Sunday, August 28, 2011

US markets rise on Bernanke statement

US markets rose on Friday on Federal Reserve Chairman Ben Bernanke's statement from Jackson Hole. After opening 4 points lower on Friday, the Dow fell 220 points on a lack of action from Ben Bernanke. However, the Dow rose after investors became hopeful of QE3, due to Bernanke extending the Fed meeting next month to 2 days. The Dow rose 134.72 points or 1.21% at 11,284.54. The S&P 500 gained 17.53 points or 1.51% at 1,176.80.

For the week, the Dow gained 4.3%, while the S&P 500 climbed 4.7%. US markets received a boost all week, as investors looked forward to Ben Bernanke's statement on Friday. However, all week analysts and economists were downplaying the likelihood of a QE3 to be announced on Friday, which decreased the market's expectations.

Initial jobless claims worse than expected

On Thursday, the initial jobless claims report showed claims rose 5,000 to 417,000, worse than the 410,000 that economists expected. In addition, initial claims in the week before were revised up to 412,000 from the previously-announced 408,000

Buffet invests in Bank of America

Bank of America had been plagued by bad news in recent weeks. On Monday, its shares were at $6.03, down 40% from $9.71 on August 1st. However, Warren Buffeted announced a $5 billion investment in Bank of America preferred shares on Thursday. As a result, the bank's shares rose 15%, and shares of other US banks gained as well.

Greece Bailout in Doubt

Finland reached an agreement with Greece early this week, in which Greece deposits $500 million euros into a Finish national account, as collateral for Finland helping other euro zone nations to bail out Greece. However, this will cause other nations to try to reach similar agreements with Greece, which throws into question the effectiveness of the euro zone bailout of Greece.

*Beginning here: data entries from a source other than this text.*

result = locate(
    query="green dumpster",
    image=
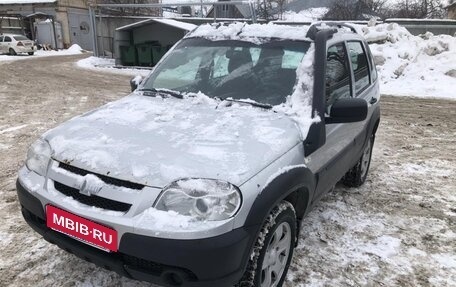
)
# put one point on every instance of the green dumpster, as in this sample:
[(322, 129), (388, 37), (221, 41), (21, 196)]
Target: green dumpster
[(128, 55), (144, 54)]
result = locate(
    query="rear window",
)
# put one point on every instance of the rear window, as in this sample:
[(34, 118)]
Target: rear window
[(20, 38)]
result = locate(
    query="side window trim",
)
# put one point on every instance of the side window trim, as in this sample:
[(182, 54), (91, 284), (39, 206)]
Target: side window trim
[(350, 68), (372, 66), (352, 72), (347, 63)]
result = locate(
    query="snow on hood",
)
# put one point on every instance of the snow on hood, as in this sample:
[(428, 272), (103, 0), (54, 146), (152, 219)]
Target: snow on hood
[(154, 140)]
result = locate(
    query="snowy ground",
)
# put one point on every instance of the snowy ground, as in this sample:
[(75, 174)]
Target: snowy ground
[(73, 50), (397, 230)]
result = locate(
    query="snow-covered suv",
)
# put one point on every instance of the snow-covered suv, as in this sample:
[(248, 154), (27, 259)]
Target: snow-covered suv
[(202, 175)]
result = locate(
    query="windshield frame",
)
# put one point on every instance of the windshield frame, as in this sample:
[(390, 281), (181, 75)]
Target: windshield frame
[(292, 45)]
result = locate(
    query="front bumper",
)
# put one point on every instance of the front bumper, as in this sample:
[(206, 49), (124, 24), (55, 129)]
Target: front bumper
[(214, 261), (25, 49)]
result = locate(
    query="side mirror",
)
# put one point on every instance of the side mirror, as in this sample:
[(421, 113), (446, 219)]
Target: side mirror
[(347, 110), (135, 82)]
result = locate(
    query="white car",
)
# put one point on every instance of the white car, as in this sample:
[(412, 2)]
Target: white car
[(14, 44)]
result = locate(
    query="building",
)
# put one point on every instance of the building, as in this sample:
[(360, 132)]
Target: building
[(230, 11), (145, 42), (452, 10), (72, 18)]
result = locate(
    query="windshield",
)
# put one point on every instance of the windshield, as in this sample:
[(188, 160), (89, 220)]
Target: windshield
[(265, 73), (20, 38)]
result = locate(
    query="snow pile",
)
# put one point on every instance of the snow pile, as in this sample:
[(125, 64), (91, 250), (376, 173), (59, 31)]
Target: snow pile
[(108, 65), (420, 66), (299, 105), (75, 48), (308, 15)]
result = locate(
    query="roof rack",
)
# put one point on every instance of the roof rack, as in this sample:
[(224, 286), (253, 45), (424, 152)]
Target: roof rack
[(316, 27)]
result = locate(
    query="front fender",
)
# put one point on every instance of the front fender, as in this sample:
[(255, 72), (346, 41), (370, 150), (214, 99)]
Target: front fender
[(298, 178)]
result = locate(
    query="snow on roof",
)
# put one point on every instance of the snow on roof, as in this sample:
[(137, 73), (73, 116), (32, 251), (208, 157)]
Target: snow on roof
[(250, 32), (169, 22), (20, 2)]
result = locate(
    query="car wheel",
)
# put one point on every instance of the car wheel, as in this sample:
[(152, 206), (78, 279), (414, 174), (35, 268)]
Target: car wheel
[(273, 250), (357, 175)]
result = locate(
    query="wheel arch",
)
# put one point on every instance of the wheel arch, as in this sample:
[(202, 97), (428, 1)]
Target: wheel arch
[(296, 185)]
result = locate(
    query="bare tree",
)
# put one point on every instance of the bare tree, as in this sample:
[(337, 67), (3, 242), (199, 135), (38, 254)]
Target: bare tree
[(419, 9), (350, 10), (271, 9)]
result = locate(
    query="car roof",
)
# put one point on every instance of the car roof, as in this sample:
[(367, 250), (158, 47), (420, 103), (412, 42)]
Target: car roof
[(11, 35), (257, 32)]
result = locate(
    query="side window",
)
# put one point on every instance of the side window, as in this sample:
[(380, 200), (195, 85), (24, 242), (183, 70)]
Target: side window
[(359, 65), (337, 74), (374, 74)]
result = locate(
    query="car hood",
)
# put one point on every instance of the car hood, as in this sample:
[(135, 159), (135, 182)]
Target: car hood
[(154, 140)]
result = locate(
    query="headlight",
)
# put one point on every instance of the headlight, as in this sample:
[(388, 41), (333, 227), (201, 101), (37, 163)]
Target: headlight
[(38, 157), (203, 199)]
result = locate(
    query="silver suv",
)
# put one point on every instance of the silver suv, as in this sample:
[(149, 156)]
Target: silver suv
[(202, 175)]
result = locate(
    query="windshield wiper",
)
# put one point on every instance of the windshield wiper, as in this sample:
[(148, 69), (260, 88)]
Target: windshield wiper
[(252, 103), (163, 91)]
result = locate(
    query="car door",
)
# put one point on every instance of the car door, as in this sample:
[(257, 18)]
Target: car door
[(364, 87), (331, 161), (1, 45), (6, 43)]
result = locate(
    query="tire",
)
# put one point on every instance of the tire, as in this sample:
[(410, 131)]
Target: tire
[(357, 175), (273, 250)]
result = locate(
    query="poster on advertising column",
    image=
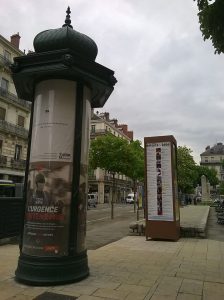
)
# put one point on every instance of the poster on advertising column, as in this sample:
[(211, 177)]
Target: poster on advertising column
[(49, 185), (162, 209), (159, 181)]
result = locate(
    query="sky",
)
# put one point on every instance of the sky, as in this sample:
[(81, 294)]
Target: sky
[(170, 82)]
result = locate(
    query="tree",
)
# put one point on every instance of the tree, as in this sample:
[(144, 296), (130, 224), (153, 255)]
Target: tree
[(109, 153), (211, 175), (186, 170), (211, 20), (135, 163), (221, 188)]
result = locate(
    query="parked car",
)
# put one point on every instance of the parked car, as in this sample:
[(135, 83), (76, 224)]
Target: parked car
[(130, 198), (92, 200)]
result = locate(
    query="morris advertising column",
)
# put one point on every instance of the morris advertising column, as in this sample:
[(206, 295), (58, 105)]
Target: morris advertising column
[(162, 207), (63, 82)]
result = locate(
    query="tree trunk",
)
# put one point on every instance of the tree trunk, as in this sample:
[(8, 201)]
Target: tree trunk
[(112, 201)]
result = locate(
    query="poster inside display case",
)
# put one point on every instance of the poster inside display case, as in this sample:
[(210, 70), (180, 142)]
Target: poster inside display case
[(159, 181), (162, 209)]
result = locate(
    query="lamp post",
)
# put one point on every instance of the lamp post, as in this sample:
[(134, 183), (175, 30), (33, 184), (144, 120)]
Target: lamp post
[(63, 82)]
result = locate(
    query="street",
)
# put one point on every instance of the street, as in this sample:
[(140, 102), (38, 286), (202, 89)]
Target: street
[(101, 230)]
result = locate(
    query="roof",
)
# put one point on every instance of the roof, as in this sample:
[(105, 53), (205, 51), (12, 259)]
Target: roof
[(216, 149)]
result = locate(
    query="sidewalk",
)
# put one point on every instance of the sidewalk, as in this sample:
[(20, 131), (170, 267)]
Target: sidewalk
[(133, 268)]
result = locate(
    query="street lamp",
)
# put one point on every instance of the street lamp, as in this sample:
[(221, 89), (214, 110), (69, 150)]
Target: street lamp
[(63, 82)]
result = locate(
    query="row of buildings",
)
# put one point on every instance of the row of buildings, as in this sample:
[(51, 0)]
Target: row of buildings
[(14, 126), (14, 116)]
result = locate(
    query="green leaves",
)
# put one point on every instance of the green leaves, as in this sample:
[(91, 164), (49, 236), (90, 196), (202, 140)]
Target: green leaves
[(211, 20), (189, 174), (118, 156), (186, 170)]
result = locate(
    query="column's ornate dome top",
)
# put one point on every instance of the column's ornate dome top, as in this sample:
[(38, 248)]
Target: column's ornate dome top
[(66, 38)]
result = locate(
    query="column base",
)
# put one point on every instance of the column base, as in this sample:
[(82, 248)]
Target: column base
[(39, 271)]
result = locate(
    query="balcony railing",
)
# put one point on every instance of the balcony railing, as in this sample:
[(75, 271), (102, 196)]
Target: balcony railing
[(18, 164), (4, 61), (98, 131), (11, 163), (210, 162), (13, 129), (3, 161), (91, 177), (14, 99)]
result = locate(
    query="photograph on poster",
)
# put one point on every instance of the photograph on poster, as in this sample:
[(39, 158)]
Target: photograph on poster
[(47, 215)]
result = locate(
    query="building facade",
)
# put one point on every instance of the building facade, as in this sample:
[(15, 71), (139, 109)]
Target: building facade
[(14, 116), (101, 181), (213, 157)]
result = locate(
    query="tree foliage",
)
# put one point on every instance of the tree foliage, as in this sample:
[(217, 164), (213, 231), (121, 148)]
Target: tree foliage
[(211, 20), (109, 153), (211, 175), (189, 174), (118, 156)]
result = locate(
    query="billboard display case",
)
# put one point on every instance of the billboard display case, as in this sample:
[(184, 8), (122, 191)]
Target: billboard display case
[(162, 207)]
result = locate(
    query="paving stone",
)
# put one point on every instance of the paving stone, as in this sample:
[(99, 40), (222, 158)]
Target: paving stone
[(113, 294), (191, 287), (183, 296)]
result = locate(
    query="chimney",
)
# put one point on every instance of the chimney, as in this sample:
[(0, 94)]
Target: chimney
[(15, 38)]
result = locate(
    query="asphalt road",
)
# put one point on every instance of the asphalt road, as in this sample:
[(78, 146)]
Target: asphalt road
[(102, 230)]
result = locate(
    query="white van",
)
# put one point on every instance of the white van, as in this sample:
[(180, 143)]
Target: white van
[(130, 198), (92, 200)]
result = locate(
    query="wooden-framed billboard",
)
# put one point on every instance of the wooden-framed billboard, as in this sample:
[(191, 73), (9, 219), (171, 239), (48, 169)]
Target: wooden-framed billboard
[(162, 207)]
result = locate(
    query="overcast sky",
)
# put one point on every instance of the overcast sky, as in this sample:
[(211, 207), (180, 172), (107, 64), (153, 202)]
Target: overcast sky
[(170, 82)]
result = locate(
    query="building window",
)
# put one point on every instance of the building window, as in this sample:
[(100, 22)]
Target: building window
[(7, 55), (5, 84), (1, 142), (2, 113), (21, 121), (18, 152), (93, 128)]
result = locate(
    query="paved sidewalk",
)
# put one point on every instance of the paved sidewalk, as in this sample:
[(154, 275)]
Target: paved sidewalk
[(133, 268)]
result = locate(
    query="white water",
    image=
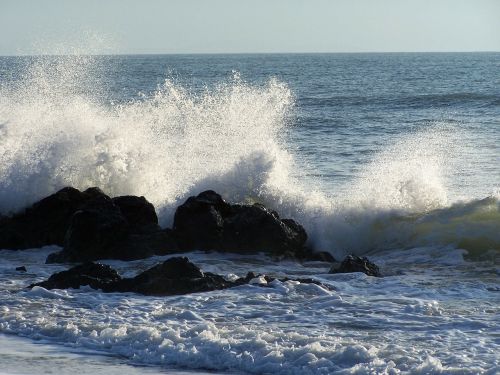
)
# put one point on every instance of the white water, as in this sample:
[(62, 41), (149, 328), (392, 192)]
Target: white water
[(232, 139), (434, 313)]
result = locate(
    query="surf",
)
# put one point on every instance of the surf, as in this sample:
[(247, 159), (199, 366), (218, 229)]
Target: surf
[(56, 130)]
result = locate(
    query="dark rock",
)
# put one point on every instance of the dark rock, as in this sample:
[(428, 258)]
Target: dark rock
[(198, 223), (353, 263), (174, 276), (45, 222), (137, 211), (207, 222), (97, 276), (124, 228), (250, 229), (95, 230)]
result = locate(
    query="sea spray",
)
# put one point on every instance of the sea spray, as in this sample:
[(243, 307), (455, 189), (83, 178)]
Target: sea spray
[(57, 130)]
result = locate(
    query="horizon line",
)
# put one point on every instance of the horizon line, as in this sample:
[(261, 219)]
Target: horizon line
[(242, 53)]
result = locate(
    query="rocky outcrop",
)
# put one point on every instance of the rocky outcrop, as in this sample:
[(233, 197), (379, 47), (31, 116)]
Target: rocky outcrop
[(124, 228), (90, 225), (207, 222), (45, 222), (174, 276), (353, 263)]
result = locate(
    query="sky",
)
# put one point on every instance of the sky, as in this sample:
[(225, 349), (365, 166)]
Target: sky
[(247, 26)]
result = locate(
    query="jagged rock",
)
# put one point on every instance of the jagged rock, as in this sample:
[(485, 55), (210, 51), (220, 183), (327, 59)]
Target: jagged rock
[(207, 222), (353, 263), (45, 222), (320, 256), (124, 228), (198, 223), (174, 276), (97, 276), (137, 211)]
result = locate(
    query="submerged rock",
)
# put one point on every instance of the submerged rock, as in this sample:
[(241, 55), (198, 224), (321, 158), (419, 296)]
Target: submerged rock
[(353, 263), (124, 228), (90, 226), (95, 275), (174, 276), (45, 222), (207, 222)]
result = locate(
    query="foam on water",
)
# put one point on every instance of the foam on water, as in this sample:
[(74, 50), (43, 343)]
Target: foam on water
[(173, 143), (434, 313), (414, 323)]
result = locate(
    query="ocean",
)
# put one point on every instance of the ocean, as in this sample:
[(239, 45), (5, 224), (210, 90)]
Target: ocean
[(392, 156)]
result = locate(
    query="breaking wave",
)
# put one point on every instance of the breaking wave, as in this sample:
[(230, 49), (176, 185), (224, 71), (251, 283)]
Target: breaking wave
[(232, 138)]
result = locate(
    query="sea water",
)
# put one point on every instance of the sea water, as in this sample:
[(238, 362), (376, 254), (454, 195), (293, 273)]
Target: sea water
[(393, 156)]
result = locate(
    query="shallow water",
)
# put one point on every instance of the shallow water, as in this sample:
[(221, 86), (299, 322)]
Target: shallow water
[(395, 156)]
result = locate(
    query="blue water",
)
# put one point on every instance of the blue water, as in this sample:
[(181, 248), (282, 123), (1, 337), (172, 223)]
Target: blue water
[(392, 155)]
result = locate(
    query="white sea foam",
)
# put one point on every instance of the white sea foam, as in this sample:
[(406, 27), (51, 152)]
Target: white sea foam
[(400, 324), (173, 143)]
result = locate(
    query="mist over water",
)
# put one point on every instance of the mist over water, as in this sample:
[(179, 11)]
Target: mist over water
[(370, 154), (59, 128)]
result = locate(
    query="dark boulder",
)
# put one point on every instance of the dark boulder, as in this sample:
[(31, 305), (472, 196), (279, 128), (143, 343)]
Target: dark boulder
[(137, 211), (45, 222), (254, 228), (199, 222), (207, 222), (174, 276), (353, 263), (97, 276), (124, 228)]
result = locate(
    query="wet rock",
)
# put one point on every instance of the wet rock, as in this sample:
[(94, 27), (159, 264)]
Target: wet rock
[(97, 276), (199, 222), (124, 228), (137, 211), (353, 263), (207, 222), (45, 222), (174, 276)]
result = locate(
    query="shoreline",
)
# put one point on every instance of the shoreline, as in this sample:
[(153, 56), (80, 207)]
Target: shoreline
[(23, 356)]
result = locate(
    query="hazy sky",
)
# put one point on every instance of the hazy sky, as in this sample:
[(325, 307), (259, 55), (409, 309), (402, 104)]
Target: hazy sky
[(212, 26)]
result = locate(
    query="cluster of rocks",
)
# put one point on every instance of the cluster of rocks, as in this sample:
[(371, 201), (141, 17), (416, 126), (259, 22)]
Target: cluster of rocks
[(174, 276), (89, 225)]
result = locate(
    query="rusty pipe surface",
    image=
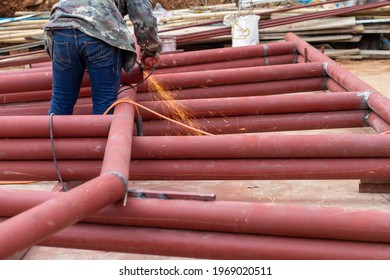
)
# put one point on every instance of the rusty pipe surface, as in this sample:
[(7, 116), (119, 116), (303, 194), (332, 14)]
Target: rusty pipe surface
[(98, 126), (226, 216), (241, 63), (211, 245), (217, 147), (376, 100), (56, 214), (250, 89), (262, 123), (38, 223), (225, 54), (377, 123), (63, 126), (230, 106), (253, 105), (210, 169), (235, 76)]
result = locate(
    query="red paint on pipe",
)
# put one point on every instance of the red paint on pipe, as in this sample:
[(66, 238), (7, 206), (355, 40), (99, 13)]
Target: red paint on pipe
[(211, 245), (262, 123), (237, 76), (258, 105), (225, 54), (377, 123), (261, 88), (63, 126), (38, 223), (241, 63), (218, 169), (217, 147), (226, 216), (376, 100)]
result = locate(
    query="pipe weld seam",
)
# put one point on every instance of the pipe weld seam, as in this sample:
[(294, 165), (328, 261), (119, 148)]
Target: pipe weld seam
[(124, 181), (366, 94), (266, 49), (325, 68)]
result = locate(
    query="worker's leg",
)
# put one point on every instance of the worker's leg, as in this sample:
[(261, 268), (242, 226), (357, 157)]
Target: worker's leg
[(104, 66), (68, 71)]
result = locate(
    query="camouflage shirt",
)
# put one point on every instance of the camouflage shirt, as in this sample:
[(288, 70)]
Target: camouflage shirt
[(104, 19)]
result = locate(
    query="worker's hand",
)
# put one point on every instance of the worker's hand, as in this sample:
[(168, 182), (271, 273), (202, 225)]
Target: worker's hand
[(149, 60)]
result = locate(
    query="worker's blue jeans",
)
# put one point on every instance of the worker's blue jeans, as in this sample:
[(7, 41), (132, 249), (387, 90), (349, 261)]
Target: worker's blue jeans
[(74, 52)]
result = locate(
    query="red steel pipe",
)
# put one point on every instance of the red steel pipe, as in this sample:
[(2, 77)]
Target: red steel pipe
[(211, 245), (262, 123), (34, 96), (253, 105), (217, 147), (56, 214), (232, 106), (376, 100), (98, 126), (63, 126), (38, 223), (236, 76), (218, 169), (241, 63), (261, 88), (225, 54), (39, 81), (377, 123), (333, 86), (226, 216)]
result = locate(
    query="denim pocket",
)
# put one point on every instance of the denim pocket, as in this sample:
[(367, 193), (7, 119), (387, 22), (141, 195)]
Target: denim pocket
[(61, 55), (100, 53)]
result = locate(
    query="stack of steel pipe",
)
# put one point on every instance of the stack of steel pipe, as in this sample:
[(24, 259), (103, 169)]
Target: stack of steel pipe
[(105, 150), (218, 229)]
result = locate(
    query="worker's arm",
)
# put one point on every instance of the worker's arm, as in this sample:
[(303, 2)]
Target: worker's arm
[(145, 26)]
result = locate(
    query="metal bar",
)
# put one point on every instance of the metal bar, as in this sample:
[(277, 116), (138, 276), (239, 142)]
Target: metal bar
[(239, 63), (217, 147), (58, 213), (259, 105), (226, 216), (236, 76), (63, 126), (210, 245), (262, 123), (376, 100), (261, 88), (225, 54), (211, 169), (231, 106), (377, 123), (38, 223)]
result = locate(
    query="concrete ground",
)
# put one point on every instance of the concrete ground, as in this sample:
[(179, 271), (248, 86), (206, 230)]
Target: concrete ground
[(336, 193)]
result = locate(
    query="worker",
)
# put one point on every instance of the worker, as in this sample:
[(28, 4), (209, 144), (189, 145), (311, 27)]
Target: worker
[(92, 35)]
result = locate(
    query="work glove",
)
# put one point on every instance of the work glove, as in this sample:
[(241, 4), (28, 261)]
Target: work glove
[(149, 60)]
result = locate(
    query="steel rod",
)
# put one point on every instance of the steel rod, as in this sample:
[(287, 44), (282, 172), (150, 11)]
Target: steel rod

Durable goods orders impresses

On Wednesday, US July durable goods orders rose 4% over the June level, which was higher than the 2% increase expected. This helped to alleviate some double-dip recession concerns.

China manufacturing reading rises

On Tuesday, HSBC's China August PMI showed a reading of 49.8, which was a slight increase over July's 49.3. Although it was below 50, indicating contraction, it indicated that a hard landing is unlikely for China.

Rebels in Libya capture Tripoli

Oil fell after rebel forces fighting against Gaddafi captured Tripoli. Brent Crude settled on Monday at $108.36. However, as the week went on, analysts and traders realized that it could be 1-2 years before Libya reached full oil production. On Friday, Brent Crude was higher, settling at $111.36.

Gold surges past $1,900

Amid concerns about a double-dip recession, and hope for QE3, gold surged this week past the $1,900/ounce level. After the quick surge, gold corrected by about 8%. On Friday, gold futures settled up 1.93% at $1,797.30.

Using a strategy outlined in my e-book Gold Investing Mastery Guide, I decreased my positions in Barrick Gold and Goldcorp by 25% each, as the former reached C$52.23 and the latter reached C$53.85 on Monday. I also sold all my holdings of the SPDR Gold ETF, GLD, as gold hit $1,900. The rise was clearly too quick, making the metal prone to a correction. However, my outlook for gold is still very positive, with gold reaching $2,100 being a possibility before the end of 2011.

Looking ahead to next week

Because analysts and fund managers had talked down the possibility of QE3 for Friday, markets rose on Friday despite Bernanke taking no action. This slightly positive effect of Bernanke's statement is likely to continue next week. However, investors will be paying attention to the August non-farm payrolls, the revised July jobs report and the minutes from the Fed's August 9 FOMC meeting.

Market sentiment is now slightly hopeful, as investors look forward to QE3 during the September 20-21 Fed meeting. However, jobs data next week can have a big impact. Worse-than-expected jobs data would increase concerns of a double-dip recession, sending markets lower and perhaps causing the panic that was seen earlier this month. On the other hand, better-than-expected data would alleviate some double-dip recession concerns.